I found out very recently that now-ExP has betrayed me - not full-on cheating (online in a variety of ways) but more than enough and over a long enough period for me to immediately end things and kick him out. This was as a result of his own acknowledged issues and despite me giving him a chance to be fully honest, he was too cowardly to take it, citing ‘privacy’.
I’m now grieving the future we were planning. I’m still very angry, but also feel quite calm/numb which I’m aware is likely to crack at some point. I know I have done the right thing, I’m capable of being very cold and logical and my main feeling at the moment is anger around the disruption to future plans, and to my life in terms of stress and ability to focus (thus affecting work and so on).
My question is this: as he didn’t take the chance to be honest with me, thus showing me how much he really valued our relationship, I don’t have any plans to fix things, but he is desperate to.
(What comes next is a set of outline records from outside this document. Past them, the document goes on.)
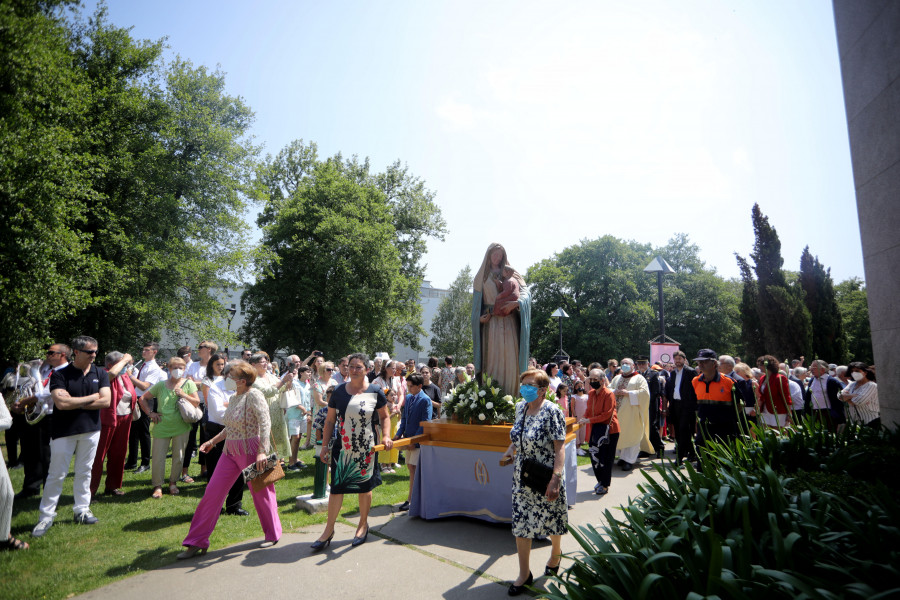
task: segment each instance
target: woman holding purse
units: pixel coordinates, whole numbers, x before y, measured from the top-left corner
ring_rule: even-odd
[[[612,464],[619,443],[619,419],[616,416],[616,396],[606,385],[606,375],[602,369],[593,369],[588,379],[588,405],[584,416],[578,420],[582,427],[590,430],[588,453],[597,485],[594,493],[598,496],[609,492],[612,482]]]
[[[234,390],[234,395],[225,409],[225,429],[200,446],[200,452],[206,453],[224,441],[225,452],[191,519],[191,529],[182,542],[185,550],[178,555],[179,560],[206,554],[209,536],[219,521],[222,502],[237,478],[243,477],[242,471],[252,464],[256,465],[260,473],[266,469],[270,435],[269,405],[262,392],[251,388],[254,381],[256,369],[243,361],[233,364],[228,370],[226,388]],[[281,539],[281,519],[278,517],[275,485],[270,483],[259,491],[251,487],[250,491],[265,534],[265,541],[260,547],[274,546]]]
[[[519,555],[519,576],[509,586],[510,596],[518,596],[534,582],[529,566],[531,540],[534,538],[550,538],[550,561],[544,575],[559,572],[562,534],[567,532],[569,523],[563,472],[565,417],[556,403],[544,398],[550,387],[547,373],[531,369],[522,373],[519,381],[519,394],[525,401],[516,405],[516,420],[509,432],[512,443],[503,453],[501,461],[501,464],[506,464],[515,452],[512,531],[516,536],[516,552]],[[538,471],[550,475],[546,488],[541,491],[525,483]]]
[[[169,471],[169,493],[178,495],[176,481],[181,476],[181,465],[184,462],[184,448],[191,433],[191,423],[181,417],[178,401],[190,402],[192,406],[200,406],[197,385],[184,376],[184,361],[177,356],[169,359],[169,378],[158,381],[144,392],[138,399],[141,410],[150,417],[153,423],[150,437],[153,449],[150,452],[150,480],[153,485],[154,498],[162,498],[162,483],[166,476],[166,455],[172,447],[172,468]],[[156,409],[153,400],[156,399]]]

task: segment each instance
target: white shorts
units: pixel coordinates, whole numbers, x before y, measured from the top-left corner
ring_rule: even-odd
[[[784,427],[784,424],[787,422],[787,415],[773,415],[772,413],[764,412],[760,416],[763,423],[769,427]]]
[[[288,421],[288,435],[303,435],[306,433],[306,419],[291,419]]]

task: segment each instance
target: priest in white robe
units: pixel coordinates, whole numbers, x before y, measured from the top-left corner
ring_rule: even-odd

I really want to know how anyone could expect to rebuild trust that has been broken to this degree. Is it even possible? Is he mad for thinking it is? Bearing in mind he hasn’t suggested how he would do this, so I assume he doesn’t have any ideas either…
I’m the sort of person who needs all the information, good and bad, so I can feel as much in control as possible and make an informed decision, so I need suggestions of how you would go about rebuilding trust without policing someone’s every move online, in order for me to understand or even just refute these in my own head. I’m hoping talking about this will help me to move on. Thanks in advance.